A meno che non vada via l'elettricità: allora diventerebbe un problema mostrare la sua arte.
«Magari no, magari riesco a far funzionare le mie proiezioni usando l'energia di una bicicletta».

Un artista che l'ha ispirata più di altri?
«Giotto. È stato eccezionale. Aveva capito l'idea dello spazio nella pittura prima di qualsiasi altro. Poi quelle lacrime di dolore sui volti dei suoi personaggi. La lacrima! Si torna sempre a questa piccola goccia così importante nella storia emotiva dell'umanità».

2. SULLE ORME DEL PROFETA NAM JUNE PAIK
Rocco Moliterni per "La Stampa"


Se Bill Viola è considerato oggi una sorta di Dio in terra della video arte, il profeta di questa disciplina fu senz'altro nei primi Anni 60 Nam Jun Paik. A segnare la nascita della video arte è infatti nel 1963 a Wuppertal la sua mostra «Exposition of Music-Electronic Television» per la quale l'artista americano di origine sudcoreana crea Tredici distorsioni per televisioni elettroniche.

E nel '68 a consacrarla sarà al Moma di New York la mostra curata da Pontus Hulten «The machine as seen at the end of the mechanical age». Proprio per questa occasione Nam Juine Pake usa per la prima volta una sorta di arcaico videoregistratore.

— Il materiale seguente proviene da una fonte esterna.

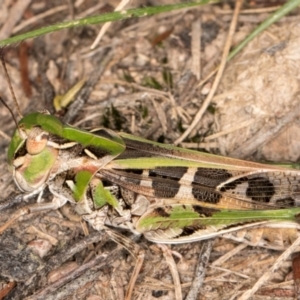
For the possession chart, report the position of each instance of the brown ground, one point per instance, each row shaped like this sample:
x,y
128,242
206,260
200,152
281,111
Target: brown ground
x,y
142,79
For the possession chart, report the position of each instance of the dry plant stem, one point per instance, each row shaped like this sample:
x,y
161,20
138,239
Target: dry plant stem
x,y
57,261
229,254
296,274
15,15
167,253
137,268
218,76
135,251
105,26
11,201
97,263
266,134
8,287
196,48
200,270
284,256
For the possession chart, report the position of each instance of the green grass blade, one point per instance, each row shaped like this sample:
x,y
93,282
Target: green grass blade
x,y
108,17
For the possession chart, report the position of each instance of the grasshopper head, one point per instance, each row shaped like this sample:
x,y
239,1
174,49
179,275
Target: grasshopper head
x,y
30,158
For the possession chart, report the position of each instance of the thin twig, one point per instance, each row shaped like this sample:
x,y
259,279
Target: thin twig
x,y
200,270
218,76
284,256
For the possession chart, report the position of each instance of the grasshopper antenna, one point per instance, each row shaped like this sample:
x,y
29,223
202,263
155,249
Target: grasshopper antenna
x,y
11,90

In seguito saranno artisti come Bruce Nauman, Gary Hill, Laurie Anderson, Wolf Vostell (che già nel 1958 aveva incorporato un televisore in una sua installazione), Vito Acconci, solo per fare qualche nome, a sviluppare la video arte. Che però è un mondo composito che va dalla semplice ripresa e riproposizione di performance alla messa in discussione del mezzo.

Bill Viola, nato nel 1951 a New York, si fa le ossa come assistente proprio di Neuman e Nam June Paik, prima di sviluppare un suo stile, in cui la musica e l'arte rinascimentale hanno un ruolo fondamentale.